Other Colombian studies with early emergent isolates showed the same sensitivity pattern, with fluconazole sensibility ranging from 18 to 59% and amphotericin B resistance ranging from 22 to 29% 18,22. Amphotericin B-resistant isolates were more common in the north of the country 3,12. Throughout the surveillance period, echinocandin resistance was extremely rare, with only one isolate identified 9,10. Some evidence points out increased fluconazole resistance in Colombia. From 2016 through 2019, the fluconazole minimum inhibitory concentration 50 (MIC50) was 4-8 µg/ml, but in 2020, it increased to 32 µg/ml, indicating that at least 50% of the isolates from 2020 were fluconazoleresistant 9. During the same time frame, a similar change in the MIC50 to amphotericin B was not observed, but the overall resistance rate from 2016-2020 increased to 33%.
Pediatric cases of C. auris have been rare in Colombia, with only two reports of 13 and 6 cases from two facilities 11,12. Among those 19 cases, 3 (16%) and 13 (68%) were resistant to fluconazole and amphotericin B, respectively. The only echinocandin-resistant isolate was from a pediatric patient 20.
The fluconazole-resistance mechanism of Colombian isolates is predominantly the amino acid change in the ERG11 gene at either Y132F or K143R, similar to that of clade 1 isolates 11,40,41. The amphotericin B-resistance mechanism is still unknown. In a single Colombian study monitoring the outcome of 34 C. auris patients, antifungal resistance was not statistically associated with patient outcome 21.
Final remarks
As C. auris emerged on the global scene, it almost immediately caused a significant number of outbreaks and captured the attention of both the scientific community and public health authorities. The impact was such that it was recently added to the WHO fungal priority pathogens list in the critical priority group. This classification is meant to highlight the critical need to do further research and develop diagnostics tools and treatments 42.

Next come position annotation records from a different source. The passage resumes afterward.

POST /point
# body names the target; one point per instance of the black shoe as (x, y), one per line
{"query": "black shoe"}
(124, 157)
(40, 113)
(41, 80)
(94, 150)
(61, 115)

What lies in the future for emerging fungal pathogens is uncertain. We still do not understand how C. auris emerged so rapidly as a multidrug-resistant, adaptive, and transmissible fungus with an unprecedented capacity to survive in hospital environments and cause infections in severely ill patients.
Candida auris is here to stay, with a high number of cases in Colombia, the region, and the world. This organism highlights the need for fungal surveillance to detect the emergence of new fungal pathogens. On the positive side, C. auris has brought an unprecedented awareness of fungal diseases and the need for enhanced detection and diagnosis.